At work we recently switched messaging applications from Skype to a new platform called Slack. Slack just launched in August 2013. I have read it is similar to Campfire but I've never used that platform so I can't really comment on that but it is much more useful than a basic chat client like Skype. With Slack you can share files, easily search message history for text or files and integrate with 3rd party applications. Plus it is private for just your team or company. Slack has quite a few preconfigured integrations plus the ability to create your own custom integrations. First we setup the Github integration which allows all of our commit messages to dump into a channel. Next we setup the Trello integration to dump card changes from our main board into another channel. Then I went to setup the Nagios integration and ran into problems. They have a prebuilt integration for Nagios but I could not get it to work. It would post alert messages into the channel but the messages contained no information:

I mucked with their provided perl script quite a bit but I simply could not get it to work. It just kept posting empty messages. Being impatient and a do-it-yourselfer I set about trying to find another way to accomplish this. I looked through the list of integrations and noticed that they had a custom one called Incoming WebHooks which is an easy way to get messages from external sources posted into Slack. The simplest way to utilize Incoming WebHooks is to use curl to post the message to Slack's API. I wrote a little bash script that provides a detailed Nagios alert, a link back to the Nagios web page and conditional emoji's! Each warning level (OK, WARNING, CRITICAL and UNKNOWN) has it's own emoji icon. Here are some example messages in my Slack client:

Here is my bash script that posts to Slack. I placed it in /usr/local/bin

Here are the Nagios config lines that are added to commands.cfg

And finally lines I added to contacts.cfg

I'm not sure why Slack's prebuilt Nagios integration didn't work for me but I really like what I came up with. No Perl modules to install and the only outside dependency is curl. It's also pretty easy to modify the info in the alert message by adding or removing NAGIOS_ env variables in the curl statement.

Monday, October 7, 2013

Nagios monitoring for Amazon SQS queue depth

I have found that a bunch of messages stacking up in my SQS queue's can be the first sign of something breaking. Several things can cause messages to stack up in the queue. I have seen malformed messages, slow servers and dead processes all cause this at different times. So to monitor the queue depth I wrote this Nagios check / plug-in. The check simply queries the SQS api and finds out the count of messages in each queue. Then it compares the count to the warning and critical levels.

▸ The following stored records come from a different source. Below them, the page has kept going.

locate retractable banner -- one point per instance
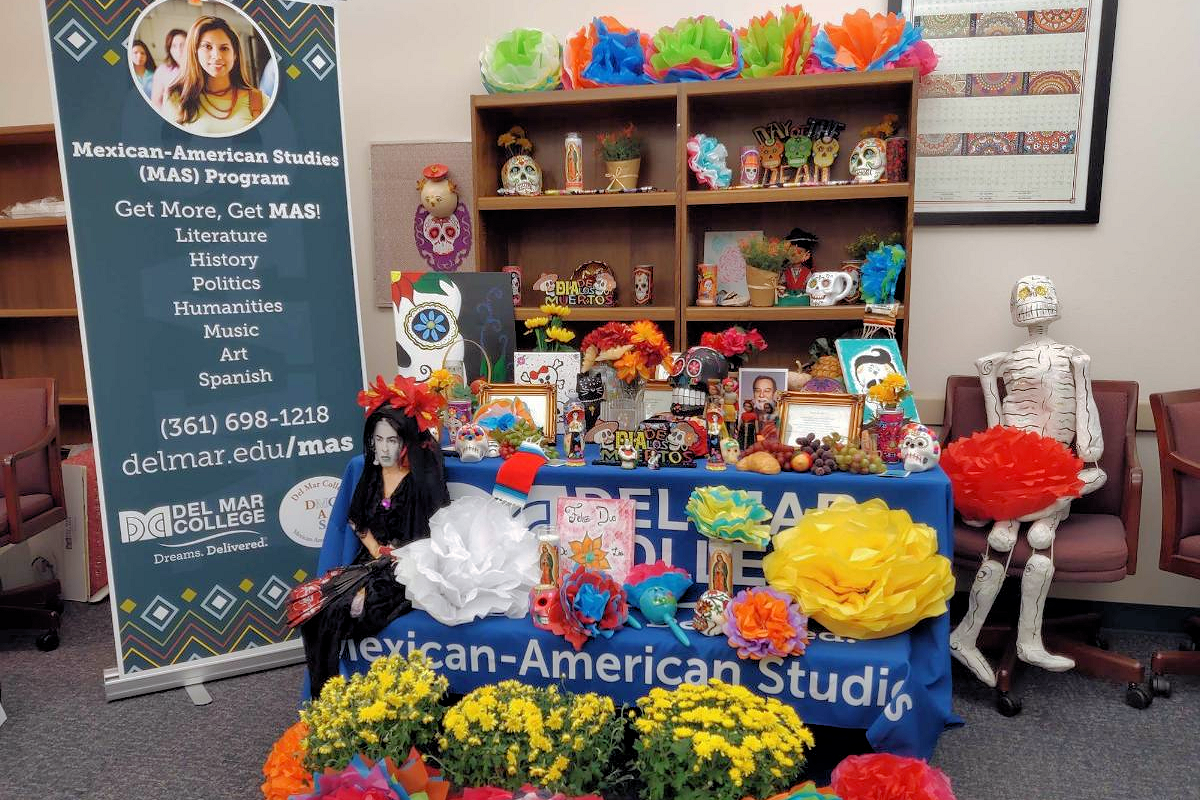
(204, 170)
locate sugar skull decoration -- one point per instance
(706, 158)
(690, 374)
(472, 443)
(919, 447)
(520, 174)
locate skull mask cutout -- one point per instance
(867, 161)
(1033, 301)
(919, 446)
(471, 443)
(690, 376)
(441, 233)
(521, 175)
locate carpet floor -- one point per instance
(1074, 740)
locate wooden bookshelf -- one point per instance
(39, 314)
(556, 233)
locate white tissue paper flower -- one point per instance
(478, 560)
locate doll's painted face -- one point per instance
(387, 444)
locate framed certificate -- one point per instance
(804, 413)
(1012, 122)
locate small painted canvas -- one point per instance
(559, 370)
(721, 248)
(865, 362)
(441, 318)
(598, 534)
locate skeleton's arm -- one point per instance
(990, 367)
(1089, 437)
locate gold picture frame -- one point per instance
(803, 413)
(541, 400)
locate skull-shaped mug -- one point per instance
(521, 175)
(919, 447)
(867, 161)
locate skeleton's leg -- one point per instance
(1035, 588)
(983, 594)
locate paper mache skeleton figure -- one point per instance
(1048, 391)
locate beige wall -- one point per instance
(406, 77)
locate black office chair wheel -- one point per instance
(1007, 704)
(1139, 696)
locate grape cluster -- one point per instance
(822, 456)
(851, 458)
(778, 450)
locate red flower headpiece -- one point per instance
(417, 400)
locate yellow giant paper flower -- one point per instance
(862, 570)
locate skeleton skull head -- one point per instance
(441, 233)
(919, 447)
(1033, 301)
(521, 175)
(690, 376)
(867, 161)
(471, 443)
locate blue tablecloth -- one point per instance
(898, 690)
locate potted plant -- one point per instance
(766, 258)
(622, 152)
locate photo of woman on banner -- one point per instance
(223, 76)
(385, 501)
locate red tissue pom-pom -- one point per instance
(1007, 473)
(883, 776)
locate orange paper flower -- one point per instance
(283, 769)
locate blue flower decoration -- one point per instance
(431, 325)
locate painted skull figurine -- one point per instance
(709, 615)
(471, 443)
(1033, 301)
(919, 446)
(867, 161)
(521, 175)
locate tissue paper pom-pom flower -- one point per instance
(862, 570)
(522, 60)
(881, 271)
(477, 561)
(285, 770)
(883, 776)
(762, 623)
(729, 515)
(1006, 473)
(605, 53)
(696, 48)
(591, 603)
(777, 46)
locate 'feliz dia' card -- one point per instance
(598, 534)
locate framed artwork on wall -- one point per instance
(1012, 122)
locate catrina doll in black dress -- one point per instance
(400, 485)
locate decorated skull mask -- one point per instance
(471, 443)
(689, 378)
(919, 447)
(521, 175)
(867, 161)
(1033, 301)
(441, 233)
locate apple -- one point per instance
(802, 462)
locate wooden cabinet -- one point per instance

This check is written in python and uses the boto library. It includes perfdata output so you can graph the number of messages in the queue. The the AWS API for SQS does wildcard matching of queue names so you can monitor a bunch of queues with one check if they have some sort of common prefix to the name. The way I use this is I have several individual checks using the complete explicit name of the queue and then a catchall using a wildcard set to a higher number that will catch any queues that have been added. Make sure you have a .boto file for the user that will be running this nagios check. It only requires read permissions.

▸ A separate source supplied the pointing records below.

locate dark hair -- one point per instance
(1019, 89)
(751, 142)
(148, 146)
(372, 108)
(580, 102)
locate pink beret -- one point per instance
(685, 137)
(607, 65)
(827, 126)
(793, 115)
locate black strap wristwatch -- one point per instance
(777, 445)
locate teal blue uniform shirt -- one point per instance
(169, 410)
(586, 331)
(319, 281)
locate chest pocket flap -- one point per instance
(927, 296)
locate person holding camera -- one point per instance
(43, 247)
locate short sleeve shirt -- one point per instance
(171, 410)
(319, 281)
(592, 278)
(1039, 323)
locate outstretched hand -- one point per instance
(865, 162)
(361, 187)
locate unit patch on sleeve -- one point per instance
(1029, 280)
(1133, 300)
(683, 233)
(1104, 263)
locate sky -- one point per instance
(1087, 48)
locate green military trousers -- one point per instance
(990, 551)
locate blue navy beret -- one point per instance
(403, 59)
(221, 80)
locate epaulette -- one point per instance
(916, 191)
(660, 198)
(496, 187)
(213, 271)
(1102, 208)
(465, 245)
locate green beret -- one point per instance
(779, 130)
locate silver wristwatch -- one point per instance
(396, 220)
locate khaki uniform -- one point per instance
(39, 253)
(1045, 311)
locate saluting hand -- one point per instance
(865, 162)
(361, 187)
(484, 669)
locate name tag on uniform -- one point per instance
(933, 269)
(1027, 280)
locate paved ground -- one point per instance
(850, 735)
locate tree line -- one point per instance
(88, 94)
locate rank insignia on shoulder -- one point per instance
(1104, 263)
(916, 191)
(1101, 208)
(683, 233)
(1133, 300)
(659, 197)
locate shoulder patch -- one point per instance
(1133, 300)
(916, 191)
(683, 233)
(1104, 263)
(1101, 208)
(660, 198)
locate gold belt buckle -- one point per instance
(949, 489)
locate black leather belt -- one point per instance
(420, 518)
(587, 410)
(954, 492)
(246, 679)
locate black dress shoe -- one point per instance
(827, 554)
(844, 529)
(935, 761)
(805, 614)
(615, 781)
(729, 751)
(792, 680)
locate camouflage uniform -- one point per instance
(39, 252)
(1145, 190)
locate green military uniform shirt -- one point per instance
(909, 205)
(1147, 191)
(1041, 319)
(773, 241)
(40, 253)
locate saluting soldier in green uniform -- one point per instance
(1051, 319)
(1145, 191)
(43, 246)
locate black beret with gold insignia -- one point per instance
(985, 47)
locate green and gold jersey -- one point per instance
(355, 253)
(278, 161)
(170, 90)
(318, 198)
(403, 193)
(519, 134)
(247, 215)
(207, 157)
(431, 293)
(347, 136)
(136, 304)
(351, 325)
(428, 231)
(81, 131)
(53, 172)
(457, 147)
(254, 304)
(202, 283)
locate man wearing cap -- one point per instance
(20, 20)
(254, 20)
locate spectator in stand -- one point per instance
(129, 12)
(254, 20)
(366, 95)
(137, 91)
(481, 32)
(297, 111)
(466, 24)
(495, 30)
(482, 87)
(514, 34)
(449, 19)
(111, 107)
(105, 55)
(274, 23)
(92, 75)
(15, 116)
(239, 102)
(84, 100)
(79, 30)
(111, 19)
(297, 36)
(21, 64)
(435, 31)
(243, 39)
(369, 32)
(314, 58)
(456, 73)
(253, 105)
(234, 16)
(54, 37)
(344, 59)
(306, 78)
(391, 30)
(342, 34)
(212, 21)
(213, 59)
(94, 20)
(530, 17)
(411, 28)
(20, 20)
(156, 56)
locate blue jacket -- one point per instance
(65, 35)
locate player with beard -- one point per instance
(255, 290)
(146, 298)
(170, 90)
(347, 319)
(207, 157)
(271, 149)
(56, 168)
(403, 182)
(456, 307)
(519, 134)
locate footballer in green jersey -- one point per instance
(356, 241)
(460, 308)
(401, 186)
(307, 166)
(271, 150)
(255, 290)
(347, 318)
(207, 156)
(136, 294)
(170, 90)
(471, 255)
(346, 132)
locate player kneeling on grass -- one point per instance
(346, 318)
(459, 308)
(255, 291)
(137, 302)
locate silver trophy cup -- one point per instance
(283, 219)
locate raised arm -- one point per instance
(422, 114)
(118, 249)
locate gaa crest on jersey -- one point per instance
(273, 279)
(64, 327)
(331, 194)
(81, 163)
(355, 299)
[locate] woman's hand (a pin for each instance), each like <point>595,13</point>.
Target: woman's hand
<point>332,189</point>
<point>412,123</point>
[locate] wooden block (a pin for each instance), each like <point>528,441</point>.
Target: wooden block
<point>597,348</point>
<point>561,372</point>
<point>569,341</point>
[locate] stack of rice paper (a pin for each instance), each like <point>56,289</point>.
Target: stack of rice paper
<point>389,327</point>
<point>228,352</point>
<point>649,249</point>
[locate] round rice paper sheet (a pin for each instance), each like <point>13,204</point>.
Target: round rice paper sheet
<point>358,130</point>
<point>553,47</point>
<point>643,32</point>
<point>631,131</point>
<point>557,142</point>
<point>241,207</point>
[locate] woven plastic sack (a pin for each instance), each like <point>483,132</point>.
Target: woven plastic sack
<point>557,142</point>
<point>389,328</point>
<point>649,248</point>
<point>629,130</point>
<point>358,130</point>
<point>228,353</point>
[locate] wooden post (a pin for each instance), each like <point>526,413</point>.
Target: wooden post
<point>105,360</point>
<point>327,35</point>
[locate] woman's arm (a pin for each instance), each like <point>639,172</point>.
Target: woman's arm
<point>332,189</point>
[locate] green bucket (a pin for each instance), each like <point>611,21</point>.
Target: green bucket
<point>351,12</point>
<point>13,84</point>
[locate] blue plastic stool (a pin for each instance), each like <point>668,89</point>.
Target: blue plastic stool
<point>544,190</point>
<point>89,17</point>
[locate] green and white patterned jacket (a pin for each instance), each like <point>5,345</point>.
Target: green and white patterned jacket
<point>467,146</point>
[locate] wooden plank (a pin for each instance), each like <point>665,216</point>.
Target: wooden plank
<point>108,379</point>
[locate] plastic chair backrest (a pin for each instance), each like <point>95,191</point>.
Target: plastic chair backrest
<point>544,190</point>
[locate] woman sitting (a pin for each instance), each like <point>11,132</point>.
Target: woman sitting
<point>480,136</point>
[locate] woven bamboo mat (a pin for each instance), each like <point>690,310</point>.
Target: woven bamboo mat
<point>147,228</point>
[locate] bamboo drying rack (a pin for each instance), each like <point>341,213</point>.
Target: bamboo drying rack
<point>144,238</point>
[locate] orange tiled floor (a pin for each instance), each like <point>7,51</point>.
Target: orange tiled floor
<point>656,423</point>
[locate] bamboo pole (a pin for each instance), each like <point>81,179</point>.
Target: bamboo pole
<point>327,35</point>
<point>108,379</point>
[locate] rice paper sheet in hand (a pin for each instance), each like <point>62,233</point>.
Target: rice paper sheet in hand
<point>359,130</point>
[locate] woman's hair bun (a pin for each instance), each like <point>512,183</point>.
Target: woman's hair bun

Some queues may be more time sensitive than others. That is the case for my setup. For queues that are time sensitive I set the warning and critical counts to low values. Less time sensitive queues are set to higher count values. This screenshot is an example of that:

Config

Here is the command definition I use for Naigos:

# 'check_sqs_depth' command definition
define command{
command_name check_sqs_depth
command_line /usr/lib/nagios/plugins/check_sqs_depth.py --name '$ARG1$' --region '$ARG2$' --warn '$ARG3$' --crit '$ARG4$'
}

and here is the service definition I'm using

define service{
use generic-service
host_name sqs.us-east-1
service_description example_name SQS Queue
contact_groups admins,admins-page,sqs-alerts
check_command check_sqs_depth!example_name!us-east-1!150!300!
}

Code

The code is available on my github nagios-checks repository here: https://github.com/matt448/nagios-checks and I have posted it as a gist below. My git repository will have the most up-to-date version

Saturday, May 25, 2013

Monitor S3 file ages with Nagios

I have started using Amazon S3 storage for a for a couple different things like static image hosting and storing backups. My backup scripts tar and gzip files and then upload the tarball to S3. Since I don't have a central backup system to alert me of failed backups or to delete old backups I needed to handle those tasks manually. S3 has built in lifecycle settings which I do utilize but as with everything AWS it doesn't always work perfectly. As for alerting on failed backups I decided to handle that by watching the age of the files stored in S3 bucket. I ended up writing a Nagios plugin that can monitor both the minimum and maximum age of files stored in S3. In addition to monitoring the age of backup files I think this could also be useful in monitoring the age of files if you use an S3 bucket as a temporary storage area for batch processing. In this case old files would indicate a missed file or possibly a damaged file that couldn't be processed.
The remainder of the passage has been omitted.